# **Algorithmic Methods of Data Mining - Fall 2022**

## **Homework 5: The Marvel Universe!**

**Packages that are used troughout the notebook:**

In [4]:
# For data analysis and manipulation
import pandas as pd
import numpy as np

# For graph representation
import networkx as nx

# Utils
from tqdm import tqdm
import sys

## 1. Data

### Matching hero names
Here we examine and prepare the data so that the hero names match between the two datasets. 

In [19]:
# Load data and strip forward slashes and whitespace
nodes = pd.read_csv('data/nodes.csv').applymap(lambda x: x.rstrip('/').strip())
edges = pd.read_csv('data/edges.csv').applymap(lambda x: x.rstrip('/').strip())
network = pd.read_csv('data/hero-network.csv').applymap(lambda x: x.rstrip('/').strip())

In [20]:
# Unique heroes in each dataframe
node_heroes = set(nodes[nodes['type'] == 'hero']['node'])
edge_heroes = set(edges['hero'])
network_heroes = set(pd.concat([network['hero1'], network['hero2']]))

# Number of unique heroes in each dataframe
len(node_heroes), len(edge_heroes), len(network_heroes)

(6439, 6439, 6421)

We would like to have each hero in edges and network represented in the nodes dataframe.
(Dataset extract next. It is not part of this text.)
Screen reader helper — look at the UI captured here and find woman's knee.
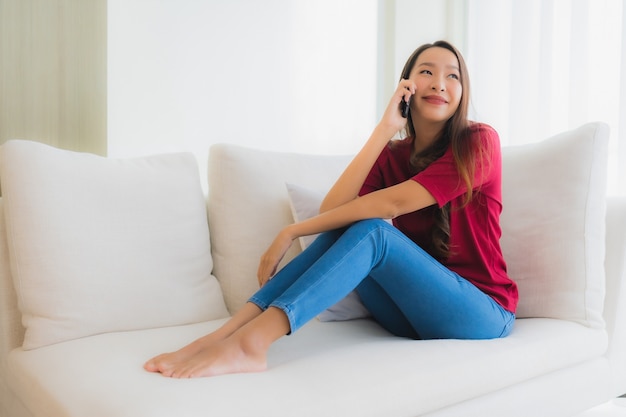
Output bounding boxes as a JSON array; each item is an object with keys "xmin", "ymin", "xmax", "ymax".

So let's see which ones do not have a match in the nodes dataframe.

In [21]:
print('Heroes in edges but not in nodes:', edge_heroes - node_heroes)
print('Heroes in nodes but not in edges:', node_heroes - edge_heroes)

Heroes in edges but not in nodes: {'SPIDER-MAN/PETER PARKER'}
Heroes in nodes but not in edges: {'SPIDER-MAN/PETER PARKERKER'}


In [22]:
# Fix spiderman's name in nodes
nodes.loc[nodes['node'] == 'SPIDER-MAN/PETER PARKERKER', 'node'] = 'SPIDER-MAN/PETER PARKER'

# Update the heroe set for nodes
node_heroes = set(nodes[nodes['type'] == 'hero']['node'])

# Now let's check the network dataframe
print('Heroes in network but not in nodes:', network_heroes - node_heroes)

Heroes in network but not in nodes: {'SPIDER-MAN/PETER PAR'}


In [23]:
# Fix spiderman's name in network
network = network.applymap(lambda x: 'SPIDER-MAN/PETER PARKER' if x == 'SPIDER-MAN/PETER PAR' else x)
network_heroes = set(pd.concat([network['hero1'], network['hero2']]))

# Now we have every hero in the nodes dataframe
print('Number of heroes in nodes but not in network:', len(node_heroes - network_heroes))

Number of heroes in nodes but not in network: 18


We have processed the data such that all the heroes exist in the nodes df. Now let's drop the rows in the network df which have the same hero pair.

In [24]:
# drop same hero pairs
network = network[network['hero1'] != network['hero2']].reset_index(drop=True)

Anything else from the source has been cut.